Sunnmann has asked for the wisdom of the Perl Monks concerning the following question:

I am in need of some help on changing the way I am used to parsing some data. I have no problem getting the data I want from a file, but what I want this time is for the script to tell me what systems are missing a certain string of data. Once again I am in over my head and cannot figure this one out. I have tried to use regular expressions with an “if” loop to no avail to get the output I would like. Here is some sample data.

File one: One.log (input)
Computer1 KB893756 KB896422 KB896423 KB899588 KB899591 KB921883 Computer2 KB893756 KB896422 KB896423 KB899591 KB917159 KB921883 Computer3 KB893756 KB896422 KB899588 KB899591 KB917159 KB921883


This is the parsed data I am able to get myself from a much larger file. What I would like to do now is to check each grouping against a list and have it tell me which patch a computer does not have in it’s list. The list of patches on each computer is not set to a certain amount, it can and will change in what is does and does not have.

File two: Two.txt (input, patch list)
KB893756 KB893803 KB896422 KB896423 KB899588 KB899591 KB911927 KB921883


Could I get some help on how someone would go about doing this?

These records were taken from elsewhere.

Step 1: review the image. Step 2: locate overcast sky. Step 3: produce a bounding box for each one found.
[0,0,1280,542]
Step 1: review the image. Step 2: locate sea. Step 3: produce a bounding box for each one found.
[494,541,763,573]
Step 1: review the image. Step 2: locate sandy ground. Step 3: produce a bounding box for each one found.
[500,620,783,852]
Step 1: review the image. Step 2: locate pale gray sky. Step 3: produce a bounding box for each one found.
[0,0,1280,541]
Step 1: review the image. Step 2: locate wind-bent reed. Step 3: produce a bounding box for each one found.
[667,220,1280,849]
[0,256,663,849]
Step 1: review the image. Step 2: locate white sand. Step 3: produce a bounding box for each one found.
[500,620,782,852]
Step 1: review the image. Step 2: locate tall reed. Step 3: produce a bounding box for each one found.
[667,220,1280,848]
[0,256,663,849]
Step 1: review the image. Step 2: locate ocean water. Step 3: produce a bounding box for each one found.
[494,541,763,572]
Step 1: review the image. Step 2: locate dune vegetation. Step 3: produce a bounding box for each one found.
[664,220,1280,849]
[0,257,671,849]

If you do not feel like doing it for me, please get me started with some specific pointers if you are willing.

I need this outputted to a new file, and the patch list does not have to be a file if that is easier, but other patches will be added to the document as we need them there.

Replies are listed 'Best First'.
Re: Finding out what computer does NOT have certain data
by NetWallah (Canon) on Sep 01, 2006 at 04:36 UTC
    Another option is to use List::Compare :
    Untested pseudocode ..
    use List::Compare; my @required_patches= qw(patch numbers that are required); my @current_machine_patches= ....; my $lc = List::Compare->new( {lists => [\@required_patches, \@current_machine_patches], accelerated => 1, unsorted => 1 }); my @missing_patches = $lc->get_Lonly;

         "For every complex problem, there is a simple answer ... and it is wrong." --H.L. Mencken

Re: Finding out what computer does NOT have certain data
by Fletch (Bishop) on Sep 01, 2006 at 04:04 UTC

    Look in perlfaq4 for "How do I compute the difference of two arrays?".

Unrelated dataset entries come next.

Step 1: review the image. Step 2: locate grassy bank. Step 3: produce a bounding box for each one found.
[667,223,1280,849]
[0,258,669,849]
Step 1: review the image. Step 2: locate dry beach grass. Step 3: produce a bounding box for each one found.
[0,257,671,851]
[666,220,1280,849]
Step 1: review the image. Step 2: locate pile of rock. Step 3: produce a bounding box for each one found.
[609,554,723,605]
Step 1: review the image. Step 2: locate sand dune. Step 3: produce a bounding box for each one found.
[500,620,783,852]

Re: Finding out what computer does NOT have certain data
by graff (Chancellor) on Sep 01, 2006 at 04:17 UTC
    Let's suppose you read your "file two" first, like this:
    open( P, "<", "Two.txt" ) or die "Two.txt: $!"; my @patches = sort <P>; chomp @patches; close P; my %patch_id; my $seq_num = 0; $patch_id{$_} = $seq_num++ for ( @patches );
    That assigns a numeric ID (from 0 to N-1) to each of the N patch names listed in that file, in sorted order. Now read "file one" like this:
    my %comp_patch; # will be a hash of arrays my $comp_name; # will store most recently seen computer name open( C, "<", "One.log" ) or die "One.log: $!"; while (<C>) { chomp; if ( /^KB\d+/ ) { # this is a patch name if ( not exists( $patch_id{$_} )) { warn "Computer $comp_name has unknown patch: $_\n"; next; # (might want to do something else here) } $comp_patch{$comp_name}[$patch_id{$_}] = $_; } elsif ( /^\S+/ ) { # not a patch name, must be a computer name $comp_name = $_; } }
    For each computer, you now have an array of patches, with array elements 0 through N-1. But if a given computer did not have a particular patch, the corresponding array index in the HoA structure will be undef. So that is what you check for, to see which patches are missing from each computer:
    for my $cname ( sort keys %comp_patch ) { for my $pnum ( 0 .. $#patches ) { print "$cname lacks $patches[$pnum]\n" unless ( defined( $comp_patch{$cname}[$pnum] )); } }
    (untested)
Re: Finding out what computer does NOT have certain data
by McDarren (Abbot) on Sep 01, 2006 at 04:56 UTC
    This is what I would do:
    • Create a HOH, with the first level keys being your computer names, and the second level keys being the patches installed on each computer.
    • Assign the list of required patches to an array.
    • Then iterate through the array using a for loop, and within that check whether the current element exists as a secondary key within your hash for each computer.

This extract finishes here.